We totally agree with the Anambra State Government on the need to give honour to Zik, being that he thoroughly deserved such, given his humongous contribution to the Independence of the country and his consistent efforts in preserving her oneness.
However, we are not very comfortable with the declaration of the day of Zik’s birth as a public holiday. Our stand is based on the fact that the country already has more than her fair share of holidays; perhaps ranking among countries with the highest number of such.
Granted that some other countries may have been honouring their heroes with similar holidays; but we must not copy those countries in everything.

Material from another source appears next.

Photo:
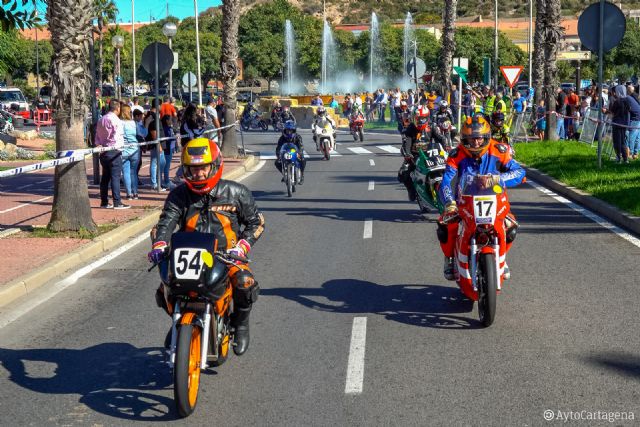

We believe that constant holidays as we have in the country, promote a culture of indolence and unproductivity. For instance, the country has 104 days lost to weekends out of the 365 days we have this year.
We have had 13 national public holiday declarations (the actual days of holiday are more than 13) and we will have 15 by the end of the year.
Now, given the dire strait of the country’s economy, the country can clearly ill afford the luxury of such holidays.
Rather than luxuriate in unproductive holidays, the country, indeed, Anambra, in this very case, could have sought more productive ways of honouring Zik; which, we are certain, Zik himself would have preferred.
Such productive alternatives would be based on the propagation of the ideals for which Zik was known for. For instance, the State Government may consider building and funding a research institute named after Zik.
The Government could also think about setting up a Zik Foundation to fund scholarships.
Indeed, there are many ways to immortalize Zik. But moving a celebration of his birthday from the actual day (Saturday) to Monday, just so we can have a public holiday is not one of such many ways to immortalize Zik; after all, it is not as if Zik has not had his fair share of recognitions in the country.
We know that he has an airport, university and secondary schools, as well as roads and streets across the country named after him. He also has his image on one of the country’s currency notes; the N500 Naira note.
There is also the annual Zik Lecture series at Nnamdi Azikiwe University, Awka. In fact, this was held on the very day of his birthday, November 16; something we feel should have sufficed. But going ahead to declare a public holiday two days after, at the beginning of a working week, is in our view, going a bit too far.
Shutting major markets also was just as bad as it connoted the use of power. It sadly looked like the action of a pro-Biafra group, Indigenous People of Biafra, IPOB, who has always been berated by Government for forcing people to shut down businesses once every year in remembrance of the Biafran dead. Thus, looking at both actions, one finds it difficult to make a difference.
The danger of such arbitrary declaration of public holidays, as in this case, to mark Zik’s birthday, is that very soon, the birthdays of the late Biafran leader, Chukwuemeka Odumegwu Ojukwu; first senate President, Nwafor Orizu, and others, will equally be marked with public holidays. Possibly too, their death days may also be marked at some point with work free days.
We sincerely commend the Anambra State Government for its passion for Zik. We however urge that in future, care should be taken not to be influenced by sentiments in taking certain decisions. The country, nay Anambra State, can do with less public holidays.